Звук летящего самолета напоминал орган, точнее, органную музыку. Так по крайней мере казалось Герберту. Человеку, который никогда не водил самолета, рев его двигателей казался бы бесстрастным гудением работающей где-то вдалеке лесопилки или глухим, теряющимся во влажном воздухе хриплым жужжанием комаров. Судорожные выхлопы двигателей на старте звучали для него, как рев тревожной сирены на борту пассажирского самолета, его сначала раздражала бы надоедливая дрожь стекол, кресла, стакана, поставленного рядом, потом он привык бы и… уже не замечал. Как шофер не замечает шума мотора на пятом часу езды.
Но летчик знает, что, если он потянет на себя ручку секторов газа, двигатель зазвучит тоном ниже, запоет почти торжественно и, постепенно замирая, перейдет в тихое мурлыканье. Толкни он ту же ручку вперед, — звук, нарастая, разгладится, станет напевным, почти мелодичным; пилот знает эту мелодию, он может воспроизвести ее в памяти.
Герберт вспомнил сейчас орган. Почему именно орган, а не виолончели? Виолончели тоже могут сыграть полет бомбардировщика. Быть может, потому, что орган — это не только звук, это еще и образ, запечатленный памятью. Мощный, захватывающий, волнующий. Когда начинают литься звуки органа, когда он набирает силу, дыхание, а воздух дрожит, как струна, тогда, как в камертоне, пробуждается слабое эхо голоса. Этот голос в нас самих. Это значит, что музыка взволновала нас, проникла нам в душу. Может, поэтому он подумал теперь об огромном венце серебряных труб, которые рождали этот голос.
Не нужно быть музыкантом, чтобы понять, что двигатели ведут свою мелодию. Для этого нужно быть летчиком и знать двигатель, как органист знает клавиатуру органа.
Он отчетливо слышал простой, короткий и как будто монотонный, но вместе с тем сдержанно-страстный мотив! Это было переживание. И так всегда — двигатели воспроизводят только мелодию переживания. Как тот, кто привык слушать только Дебюсси, Рахманинова или Листа, не понимает электролу, так и тот, кто никогда не водил машину в сверхдальние полеты, не услышит в мелодичном ворчанье двигателей нежного мотива переживаний.
Герберт слушал без напряжения. Он мог пропеть мелодии каждой из четырех струн своего инструмента.

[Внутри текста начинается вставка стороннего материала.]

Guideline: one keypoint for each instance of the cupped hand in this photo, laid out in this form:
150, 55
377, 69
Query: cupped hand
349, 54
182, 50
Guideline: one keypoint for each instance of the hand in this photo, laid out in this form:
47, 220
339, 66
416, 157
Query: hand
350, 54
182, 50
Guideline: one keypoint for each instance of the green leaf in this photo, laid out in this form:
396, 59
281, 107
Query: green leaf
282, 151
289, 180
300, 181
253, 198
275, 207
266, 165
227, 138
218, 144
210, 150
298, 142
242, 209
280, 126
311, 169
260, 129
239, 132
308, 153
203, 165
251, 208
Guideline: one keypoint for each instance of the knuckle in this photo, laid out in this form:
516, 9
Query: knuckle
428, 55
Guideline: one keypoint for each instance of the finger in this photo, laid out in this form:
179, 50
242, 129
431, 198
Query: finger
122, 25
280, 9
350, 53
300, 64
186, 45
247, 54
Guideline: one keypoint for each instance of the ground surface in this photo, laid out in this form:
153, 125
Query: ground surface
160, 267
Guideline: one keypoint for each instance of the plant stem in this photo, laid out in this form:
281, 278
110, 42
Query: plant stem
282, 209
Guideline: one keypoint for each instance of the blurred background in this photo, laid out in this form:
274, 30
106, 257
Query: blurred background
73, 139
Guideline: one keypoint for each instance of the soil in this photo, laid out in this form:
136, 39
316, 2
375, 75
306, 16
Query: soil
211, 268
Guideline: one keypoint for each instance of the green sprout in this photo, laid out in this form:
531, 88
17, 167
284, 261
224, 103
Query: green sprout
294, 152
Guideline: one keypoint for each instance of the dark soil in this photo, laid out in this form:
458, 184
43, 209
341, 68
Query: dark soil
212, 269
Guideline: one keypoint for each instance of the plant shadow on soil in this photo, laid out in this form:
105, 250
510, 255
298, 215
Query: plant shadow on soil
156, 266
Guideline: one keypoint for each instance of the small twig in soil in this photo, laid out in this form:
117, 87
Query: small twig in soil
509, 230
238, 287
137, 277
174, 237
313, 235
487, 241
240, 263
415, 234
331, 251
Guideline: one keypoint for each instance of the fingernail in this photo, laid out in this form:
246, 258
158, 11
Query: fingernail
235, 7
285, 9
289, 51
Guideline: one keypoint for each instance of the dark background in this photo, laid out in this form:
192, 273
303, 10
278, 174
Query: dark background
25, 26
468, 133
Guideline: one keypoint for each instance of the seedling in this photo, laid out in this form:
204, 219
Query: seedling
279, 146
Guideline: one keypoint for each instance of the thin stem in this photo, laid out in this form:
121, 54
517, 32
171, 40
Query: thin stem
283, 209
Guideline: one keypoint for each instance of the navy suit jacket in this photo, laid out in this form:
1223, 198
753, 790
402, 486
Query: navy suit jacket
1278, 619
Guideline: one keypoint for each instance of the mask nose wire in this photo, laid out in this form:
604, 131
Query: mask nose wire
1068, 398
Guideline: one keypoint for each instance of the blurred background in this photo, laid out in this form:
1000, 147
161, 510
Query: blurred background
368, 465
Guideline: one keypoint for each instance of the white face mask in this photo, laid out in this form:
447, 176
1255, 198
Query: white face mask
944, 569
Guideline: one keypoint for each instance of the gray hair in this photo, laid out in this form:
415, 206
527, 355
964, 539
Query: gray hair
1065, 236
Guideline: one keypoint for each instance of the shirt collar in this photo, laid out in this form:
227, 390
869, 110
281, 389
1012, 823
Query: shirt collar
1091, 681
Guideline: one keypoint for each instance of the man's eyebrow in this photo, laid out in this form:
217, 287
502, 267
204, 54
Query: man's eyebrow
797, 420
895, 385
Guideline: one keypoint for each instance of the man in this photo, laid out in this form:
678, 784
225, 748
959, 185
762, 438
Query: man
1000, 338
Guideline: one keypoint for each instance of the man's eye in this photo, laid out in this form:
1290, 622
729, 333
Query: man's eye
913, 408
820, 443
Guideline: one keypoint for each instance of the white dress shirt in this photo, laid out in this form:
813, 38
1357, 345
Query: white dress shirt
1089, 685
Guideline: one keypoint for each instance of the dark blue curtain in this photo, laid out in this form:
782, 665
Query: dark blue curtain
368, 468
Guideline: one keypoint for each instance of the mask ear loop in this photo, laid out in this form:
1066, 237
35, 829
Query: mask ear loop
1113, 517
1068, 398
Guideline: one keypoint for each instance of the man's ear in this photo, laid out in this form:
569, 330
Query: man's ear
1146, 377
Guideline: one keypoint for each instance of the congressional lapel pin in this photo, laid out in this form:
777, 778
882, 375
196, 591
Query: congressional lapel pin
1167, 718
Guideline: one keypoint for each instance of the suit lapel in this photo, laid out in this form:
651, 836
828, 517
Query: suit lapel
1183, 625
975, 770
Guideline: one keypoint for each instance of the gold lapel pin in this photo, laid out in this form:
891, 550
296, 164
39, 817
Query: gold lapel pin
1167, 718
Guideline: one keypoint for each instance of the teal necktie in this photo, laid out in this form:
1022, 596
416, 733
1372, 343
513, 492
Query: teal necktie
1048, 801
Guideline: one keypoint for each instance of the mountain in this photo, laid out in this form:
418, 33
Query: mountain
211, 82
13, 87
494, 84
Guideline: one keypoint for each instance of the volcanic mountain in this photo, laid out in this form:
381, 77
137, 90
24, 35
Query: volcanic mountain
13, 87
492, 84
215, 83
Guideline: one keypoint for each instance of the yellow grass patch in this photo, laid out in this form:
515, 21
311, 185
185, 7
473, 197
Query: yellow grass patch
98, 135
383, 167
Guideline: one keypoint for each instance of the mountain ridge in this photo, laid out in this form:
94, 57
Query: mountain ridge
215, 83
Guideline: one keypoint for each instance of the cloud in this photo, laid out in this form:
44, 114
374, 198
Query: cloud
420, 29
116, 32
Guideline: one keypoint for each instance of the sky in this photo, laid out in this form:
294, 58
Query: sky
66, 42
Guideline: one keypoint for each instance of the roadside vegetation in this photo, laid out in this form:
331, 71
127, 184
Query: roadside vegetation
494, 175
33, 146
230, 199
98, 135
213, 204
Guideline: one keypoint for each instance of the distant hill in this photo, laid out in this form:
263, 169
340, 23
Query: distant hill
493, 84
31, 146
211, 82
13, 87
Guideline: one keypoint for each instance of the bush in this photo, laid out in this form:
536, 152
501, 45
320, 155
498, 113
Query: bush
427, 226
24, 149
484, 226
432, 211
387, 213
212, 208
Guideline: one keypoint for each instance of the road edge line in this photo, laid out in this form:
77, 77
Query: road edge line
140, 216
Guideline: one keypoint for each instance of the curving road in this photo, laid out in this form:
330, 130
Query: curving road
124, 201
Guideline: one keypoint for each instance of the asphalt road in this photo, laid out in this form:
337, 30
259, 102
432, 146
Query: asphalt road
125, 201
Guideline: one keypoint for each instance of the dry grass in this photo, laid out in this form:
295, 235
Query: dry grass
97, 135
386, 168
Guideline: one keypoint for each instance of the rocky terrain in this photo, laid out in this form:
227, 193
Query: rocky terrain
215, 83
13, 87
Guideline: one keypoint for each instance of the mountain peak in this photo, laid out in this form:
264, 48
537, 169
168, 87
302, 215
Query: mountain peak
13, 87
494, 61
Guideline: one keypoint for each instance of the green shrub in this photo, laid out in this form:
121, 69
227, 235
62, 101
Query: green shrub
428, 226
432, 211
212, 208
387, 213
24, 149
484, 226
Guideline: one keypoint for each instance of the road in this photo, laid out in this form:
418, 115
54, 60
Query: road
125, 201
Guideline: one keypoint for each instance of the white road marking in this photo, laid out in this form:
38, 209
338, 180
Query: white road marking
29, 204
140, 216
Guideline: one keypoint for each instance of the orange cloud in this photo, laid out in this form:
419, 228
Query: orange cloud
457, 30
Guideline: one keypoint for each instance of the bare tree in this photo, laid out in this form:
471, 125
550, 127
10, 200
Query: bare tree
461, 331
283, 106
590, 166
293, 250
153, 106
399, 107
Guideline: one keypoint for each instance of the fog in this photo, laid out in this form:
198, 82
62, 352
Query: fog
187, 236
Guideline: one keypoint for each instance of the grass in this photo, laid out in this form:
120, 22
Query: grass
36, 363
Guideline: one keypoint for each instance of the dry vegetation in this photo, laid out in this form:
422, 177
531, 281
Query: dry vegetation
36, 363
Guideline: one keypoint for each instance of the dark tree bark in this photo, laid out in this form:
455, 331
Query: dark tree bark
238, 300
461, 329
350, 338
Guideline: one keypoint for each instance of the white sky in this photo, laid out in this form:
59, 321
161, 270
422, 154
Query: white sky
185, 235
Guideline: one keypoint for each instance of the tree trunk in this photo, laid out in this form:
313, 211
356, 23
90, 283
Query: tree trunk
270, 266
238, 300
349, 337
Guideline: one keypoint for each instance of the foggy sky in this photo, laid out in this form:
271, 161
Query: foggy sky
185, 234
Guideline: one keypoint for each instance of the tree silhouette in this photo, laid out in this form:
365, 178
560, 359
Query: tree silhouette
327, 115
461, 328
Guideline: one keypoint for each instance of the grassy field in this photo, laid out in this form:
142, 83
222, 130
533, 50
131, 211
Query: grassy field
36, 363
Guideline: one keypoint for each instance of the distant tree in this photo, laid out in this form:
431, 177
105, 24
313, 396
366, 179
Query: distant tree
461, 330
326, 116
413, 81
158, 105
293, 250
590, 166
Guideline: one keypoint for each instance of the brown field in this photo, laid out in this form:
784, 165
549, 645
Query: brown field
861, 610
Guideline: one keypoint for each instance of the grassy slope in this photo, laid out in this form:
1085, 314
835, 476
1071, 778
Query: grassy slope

Переживание, в которое он вслушивался сейчас, называлось одиночеством.
И совсем не потому, что он летит внутри шара — сверху черно-пурпурного, снизу грязно-синего, и за стеклами кабины лишь белый кружок, словно дыра, прожженная в этом огромном шаре раскаленным прутом…
И не потому, что внизу лежат сине-молочные пласты облаков или ржавеет клочок глубоко утонувшей земли… На ней нельзя разглядеть мечущихся городских огней и волн горных хребтов с притаившимся в седловинах туманом.
Рядом сидит второй пилот, а за спиной инстинктивно чувствуешь присутствие еще одного человека. И этот человек, сидящий рядом, нем, пусть микрофон исправлен и наушники работают безотказно. Второй пилот ничего не может сказать, потому что ему нечего сказать. Можно хоть сейчас бросить в микрофон: «Раф!» — и услышишь протяжное: «Да-а». «Летим», — скажешь. И тогда в наушниках протрещат слова: «Сделаем этот чертов полет, и все».
Вот так говорят друг с другом люди, чувства которых немы.
Нет, не потому он вслушивается в мелодию одиночества.
Где-то очень далеко и в то же время невероятно близко расстилаются многомиллионные города старого континента. Можно ли представить, что в этом огромном живом муравейнике ни один человек не думает о том, что над ним пролетает машина и ей остается еще целых пятнадцать минут до точки поворота.
«Четверть часа — или бесконечность? Через четверть часа я положу машину на левое крыло, пол рванется вверх, исчезнет опора, все повиснет, как недосказанное слово.
Люди не знают, когда я положу машину на крыло, чтобы повернуть. Они знают только, что я лечу и что я поверну обратно. А завтра ночью следующая машина в назначенное время опишет дугу, потом следующая и следующая; и каждый раз машина будет приближаться к тому месту, где надлежит описать широкую дугу… до тех пор, пока кому-нибудь не надоест эта забава. И никогда не случается, чтобы хоть одна машина прошла хоть одну минуту сверх этих пятнадцати, отмеченных на циферблате вторых часов, часов, показывающих время полета до цели.
Потому что тогда… все стало бы нереальным и неправдоподобным и все дела людей там, внизу, стали бы бессмысленными и ненужными.
Да, я знаю, что те, внизу, не могут не думать обо мне с ненавистью, как о мерзавце.